Ward re-signed with the Giants on March 29, 2023. He played in all 17 games with nine starts. recording a career-high five sacks.

===Minnesota Vikings===
On March 20, 2024, Ward signed with the Minnesota Vikings. He finished the 2024 season with one sack, ten tackles, one pass defended, and one fumble recovery.

===Tennessee Titans===
On July 24, 2025, Ward signed with the Tennessee Titans. He finished the 2025 season with five sacks, 31 total tackles (15 solo), and four passes defended.

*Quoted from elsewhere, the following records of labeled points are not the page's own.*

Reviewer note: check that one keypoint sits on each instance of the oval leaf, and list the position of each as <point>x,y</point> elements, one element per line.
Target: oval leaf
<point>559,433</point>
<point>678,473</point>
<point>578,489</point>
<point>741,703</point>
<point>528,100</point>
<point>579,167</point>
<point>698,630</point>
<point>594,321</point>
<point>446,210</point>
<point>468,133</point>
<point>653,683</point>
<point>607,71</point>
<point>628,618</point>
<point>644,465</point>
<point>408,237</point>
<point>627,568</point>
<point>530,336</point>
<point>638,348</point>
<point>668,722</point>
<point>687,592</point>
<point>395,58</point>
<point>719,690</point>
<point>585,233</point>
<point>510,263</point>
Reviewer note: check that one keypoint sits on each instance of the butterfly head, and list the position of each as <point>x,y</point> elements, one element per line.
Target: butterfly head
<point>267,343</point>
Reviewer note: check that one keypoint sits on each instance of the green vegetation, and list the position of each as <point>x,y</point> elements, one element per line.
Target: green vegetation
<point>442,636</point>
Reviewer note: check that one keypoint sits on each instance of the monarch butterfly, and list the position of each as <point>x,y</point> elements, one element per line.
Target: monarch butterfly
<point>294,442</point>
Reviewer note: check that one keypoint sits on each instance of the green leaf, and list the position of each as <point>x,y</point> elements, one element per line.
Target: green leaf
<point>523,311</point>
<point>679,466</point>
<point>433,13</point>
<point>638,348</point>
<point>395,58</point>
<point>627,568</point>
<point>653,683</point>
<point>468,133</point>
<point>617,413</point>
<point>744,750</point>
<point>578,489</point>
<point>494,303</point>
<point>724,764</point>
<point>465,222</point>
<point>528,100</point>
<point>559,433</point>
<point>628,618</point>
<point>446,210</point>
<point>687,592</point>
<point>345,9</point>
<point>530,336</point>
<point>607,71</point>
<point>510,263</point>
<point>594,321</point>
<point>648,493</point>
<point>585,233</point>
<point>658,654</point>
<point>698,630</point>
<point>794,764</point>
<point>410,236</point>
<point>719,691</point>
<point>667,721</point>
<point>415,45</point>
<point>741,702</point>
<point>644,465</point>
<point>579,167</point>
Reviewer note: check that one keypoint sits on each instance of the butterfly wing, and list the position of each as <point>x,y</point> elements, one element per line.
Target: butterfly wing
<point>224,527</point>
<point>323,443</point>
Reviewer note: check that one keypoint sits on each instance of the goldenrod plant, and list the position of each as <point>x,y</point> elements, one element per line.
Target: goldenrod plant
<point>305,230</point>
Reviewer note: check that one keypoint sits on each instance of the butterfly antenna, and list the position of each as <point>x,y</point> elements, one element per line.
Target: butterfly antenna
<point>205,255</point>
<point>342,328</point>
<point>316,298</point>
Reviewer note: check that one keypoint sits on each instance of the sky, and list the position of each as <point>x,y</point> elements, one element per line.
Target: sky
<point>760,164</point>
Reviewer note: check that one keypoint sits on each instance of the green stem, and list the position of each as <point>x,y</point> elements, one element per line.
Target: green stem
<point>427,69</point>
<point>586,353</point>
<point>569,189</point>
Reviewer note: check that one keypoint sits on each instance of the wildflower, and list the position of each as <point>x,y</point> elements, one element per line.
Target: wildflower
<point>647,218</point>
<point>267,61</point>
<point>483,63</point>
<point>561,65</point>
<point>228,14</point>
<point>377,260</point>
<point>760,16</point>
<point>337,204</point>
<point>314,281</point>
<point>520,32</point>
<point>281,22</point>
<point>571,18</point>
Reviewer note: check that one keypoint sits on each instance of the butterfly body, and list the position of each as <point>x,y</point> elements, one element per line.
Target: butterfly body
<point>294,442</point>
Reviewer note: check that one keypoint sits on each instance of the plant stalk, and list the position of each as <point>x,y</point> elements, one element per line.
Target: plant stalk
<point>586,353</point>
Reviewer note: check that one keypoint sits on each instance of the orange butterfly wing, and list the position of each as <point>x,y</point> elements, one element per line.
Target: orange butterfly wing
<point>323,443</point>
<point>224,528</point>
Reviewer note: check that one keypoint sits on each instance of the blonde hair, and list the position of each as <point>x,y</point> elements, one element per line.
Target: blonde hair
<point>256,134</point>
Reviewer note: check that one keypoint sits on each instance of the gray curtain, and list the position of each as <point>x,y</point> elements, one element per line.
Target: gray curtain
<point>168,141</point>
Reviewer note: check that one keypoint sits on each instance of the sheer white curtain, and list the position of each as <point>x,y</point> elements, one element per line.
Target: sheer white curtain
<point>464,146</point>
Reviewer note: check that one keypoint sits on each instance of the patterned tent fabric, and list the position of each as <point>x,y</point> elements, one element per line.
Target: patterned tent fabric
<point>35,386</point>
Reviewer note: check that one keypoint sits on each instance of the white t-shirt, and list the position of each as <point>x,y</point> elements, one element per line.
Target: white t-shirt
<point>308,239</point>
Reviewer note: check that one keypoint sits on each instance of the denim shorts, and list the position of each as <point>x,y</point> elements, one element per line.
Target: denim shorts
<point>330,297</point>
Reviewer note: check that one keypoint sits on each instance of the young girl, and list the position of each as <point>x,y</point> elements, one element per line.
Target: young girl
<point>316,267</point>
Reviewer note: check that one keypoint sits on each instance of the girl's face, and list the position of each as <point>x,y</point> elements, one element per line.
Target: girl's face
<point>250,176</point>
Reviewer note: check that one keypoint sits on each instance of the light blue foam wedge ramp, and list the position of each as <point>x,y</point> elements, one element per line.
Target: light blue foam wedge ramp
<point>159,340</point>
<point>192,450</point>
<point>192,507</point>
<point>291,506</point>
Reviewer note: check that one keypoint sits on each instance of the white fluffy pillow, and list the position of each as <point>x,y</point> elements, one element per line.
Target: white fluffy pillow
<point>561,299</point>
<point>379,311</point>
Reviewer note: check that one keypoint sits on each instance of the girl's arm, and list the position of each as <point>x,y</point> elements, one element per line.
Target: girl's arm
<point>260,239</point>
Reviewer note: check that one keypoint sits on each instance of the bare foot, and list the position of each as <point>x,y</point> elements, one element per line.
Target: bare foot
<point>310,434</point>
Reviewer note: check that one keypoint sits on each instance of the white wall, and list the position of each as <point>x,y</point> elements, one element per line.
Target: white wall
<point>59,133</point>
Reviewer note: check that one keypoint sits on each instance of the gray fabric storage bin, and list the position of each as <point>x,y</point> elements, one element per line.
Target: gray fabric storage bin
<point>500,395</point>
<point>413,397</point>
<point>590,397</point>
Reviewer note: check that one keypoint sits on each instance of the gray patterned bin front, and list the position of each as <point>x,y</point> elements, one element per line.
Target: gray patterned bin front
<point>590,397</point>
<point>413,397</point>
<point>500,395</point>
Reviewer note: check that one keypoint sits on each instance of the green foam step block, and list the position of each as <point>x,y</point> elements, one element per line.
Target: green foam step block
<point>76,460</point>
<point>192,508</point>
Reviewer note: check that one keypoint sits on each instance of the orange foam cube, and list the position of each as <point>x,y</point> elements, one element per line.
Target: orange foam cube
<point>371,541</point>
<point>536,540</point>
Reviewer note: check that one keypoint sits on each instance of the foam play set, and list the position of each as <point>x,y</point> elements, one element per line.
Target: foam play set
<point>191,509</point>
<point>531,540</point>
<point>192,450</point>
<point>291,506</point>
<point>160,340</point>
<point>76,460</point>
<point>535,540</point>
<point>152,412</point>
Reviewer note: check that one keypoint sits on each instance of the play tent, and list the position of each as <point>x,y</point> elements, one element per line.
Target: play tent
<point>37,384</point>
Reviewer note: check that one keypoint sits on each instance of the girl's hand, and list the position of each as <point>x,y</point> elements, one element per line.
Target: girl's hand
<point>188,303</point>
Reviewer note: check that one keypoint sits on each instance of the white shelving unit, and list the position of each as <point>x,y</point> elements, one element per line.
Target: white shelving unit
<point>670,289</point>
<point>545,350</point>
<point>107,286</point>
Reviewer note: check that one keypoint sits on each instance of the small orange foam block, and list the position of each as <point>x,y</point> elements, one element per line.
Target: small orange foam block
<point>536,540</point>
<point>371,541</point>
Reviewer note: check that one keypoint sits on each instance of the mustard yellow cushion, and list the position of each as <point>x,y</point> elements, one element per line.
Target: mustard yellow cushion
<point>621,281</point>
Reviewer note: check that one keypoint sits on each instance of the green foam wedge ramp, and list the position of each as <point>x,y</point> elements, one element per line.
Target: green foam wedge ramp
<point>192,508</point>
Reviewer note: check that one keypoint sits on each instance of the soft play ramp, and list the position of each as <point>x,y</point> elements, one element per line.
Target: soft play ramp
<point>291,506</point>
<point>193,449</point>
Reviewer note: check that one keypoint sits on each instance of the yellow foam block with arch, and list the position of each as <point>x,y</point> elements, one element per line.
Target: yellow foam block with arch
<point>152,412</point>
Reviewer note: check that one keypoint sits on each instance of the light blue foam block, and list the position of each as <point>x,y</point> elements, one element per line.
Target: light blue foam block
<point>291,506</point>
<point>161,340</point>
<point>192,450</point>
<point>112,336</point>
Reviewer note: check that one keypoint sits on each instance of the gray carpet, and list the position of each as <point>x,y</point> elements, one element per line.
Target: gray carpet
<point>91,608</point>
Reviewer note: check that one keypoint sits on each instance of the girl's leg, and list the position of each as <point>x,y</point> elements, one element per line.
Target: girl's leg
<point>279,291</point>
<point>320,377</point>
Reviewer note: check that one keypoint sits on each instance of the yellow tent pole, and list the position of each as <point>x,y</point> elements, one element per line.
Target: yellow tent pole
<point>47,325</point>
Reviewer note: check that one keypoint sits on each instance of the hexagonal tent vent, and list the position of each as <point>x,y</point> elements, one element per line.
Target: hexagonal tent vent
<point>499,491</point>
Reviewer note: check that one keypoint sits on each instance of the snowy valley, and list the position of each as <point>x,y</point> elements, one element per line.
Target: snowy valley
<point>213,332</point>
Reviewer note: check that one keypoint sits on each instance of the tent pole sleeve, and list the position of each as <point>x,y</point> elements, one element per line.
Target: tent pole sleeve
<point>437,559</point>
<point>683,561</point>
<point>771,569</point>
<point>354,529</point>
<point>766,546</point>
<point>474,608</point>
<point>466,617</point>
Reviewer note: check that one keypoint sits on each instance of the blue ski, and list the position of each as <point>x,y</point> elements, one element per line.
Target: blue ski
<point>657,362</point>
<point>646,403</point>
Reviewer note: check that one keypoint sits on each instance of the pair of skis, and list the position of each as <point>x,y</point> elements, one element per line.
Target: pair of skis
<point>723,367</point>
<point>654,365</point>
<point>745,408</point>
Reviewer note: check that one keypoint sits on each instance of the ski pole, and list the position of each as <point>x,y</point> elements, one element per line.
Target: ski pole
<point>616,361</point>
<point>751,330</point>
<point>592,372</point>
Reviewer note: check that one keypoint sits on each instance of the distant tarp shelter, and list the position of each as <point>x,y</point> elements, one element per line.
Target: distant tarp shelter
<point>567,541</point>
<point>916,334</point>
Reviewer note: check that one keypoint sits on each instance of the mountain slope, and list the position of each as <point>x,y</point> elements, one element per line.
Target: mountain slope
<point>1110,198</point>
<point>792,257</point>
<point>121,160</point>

===Minnesota Vikings (second stint)===
On September 9, 2026, Ward signed to the Minnesota Vikings practice squad.

==NFL career statistics==

Legend
| Bold | Career high |

===Regular season===

Year: Team; Games; Tackles; Interceptions; Fumbles
GP: GS; Cmb; Solo; Ast; Sck; TFL; Int; Yds; Avg; Lng; TD; PD; FF; Fum; FR; Yds; TD
2016: OAK; 16; 13; 30; 16; 14; 0.0; 0; 0; 0; 0.0; 0; 0; 0; 0; 0; 1; 0; 0
2017: OAK; 5; 1; 2; 1; 1; 1.0; 1; 0; 0; 0.0; 0; 0; 0; 0; 0; 0; 0; 0
2018: IND; 6; 0; 4; 4; 0; 3.0; 3; 0; 0; 0.0; 0; 0; 0; 0; 0; 0; 0; 0
2019: IND; 3; 0; 0; 0; 0; 0.0; 0; 0; 0; 0.0; 0; 0; 1; 0; 0; 0; 0; 0
BAL: 11; 0; 7; 3; 4; 1.0; 1; 0; 0; 0.0; 0; 0; 0; 0; 0; 2; 2; 0
2020: BAL; 10; 0; 16; 7; 9; 3.0; 4; 0; 0; 0.0; 0; 0; 2; 0; 0; 0; 0; 0
2021: JAX; 17; 1; 32; 10; 22; 2.0; 3; 0; 0; 0.0; 0; 0; 0; 0; 0; 0; 0; 0
2022: NYG; 17; 11; 43; 28; 15; 3.0; 7; 0; 0; 0.0; 0; 0; 4; 2; 0; 0; 0; 0
2023: NYG; 17; 9; 24; 16; 8; 5.0; 5; 0; 0; 0.0; 0; 0; 0; 1; 0; 1; 7; 0
2024: MIN; 17; 2; 10; 5; 5; 1.0; 1; 0; 0; 0.0; 0; 0; 1; 0; 0; 1; 2; 0
2025: TEN; 17; 12; 31; 15; 16; 5.0; 4; 0; 0; 0.0; 0; 0; 4; 0; 0; 0; 0; 0
Career: 136; 49; 199; 105; 94; 24.0; 29; 0; 0; 0.0; 0; 0; 12; 3; 0; 5; 11; 0

===Postseason===

Year: Team; Games; Tackles; Interceptions; Fumbles
GP: GS; Cmb; Solo; Ast; Sck; TFL; Int; Yds; Avg; Lng; TD; PD; FF; Fum; FR; Yds; TD
2019: BAL; 1; 0; 2; 2; 0; 0.0; 0; 0; 0; 0.0; 0; 0; 0; 0; 0; 0; 0; 0
2020: BAL; 2; 0; 3; 3; 0; 0.0; 1; 0; 0; 0.0; 0; 0; 0; 0; 0; 0; 0; 0
2022: NYG; 2; 1; 3; 3; 0; 0.0; 1; 0; 0; 0.0; 0; 0; 0; 0; 0; 0; 0; 0
2024: MIN; 1; 1; 2; 0; 2; 0.0; 0; 0; 0; 0.0; 0; 0; 0; 0; 0; 0; 0; 0
Career: 6; 2; 10; 8; 2; 0.0; 2; 0; 0; 0.0; 0; 0; 0; 0; 0; 0; 0; 0

==Personal life==
Ward is Muslim. He has said that his name, Jihad, which is popular where he was raised in Philadelphia, has been misunderstood due to the negative connotations associated with the term, which has been used to describe Islamic violence against non-Muslims.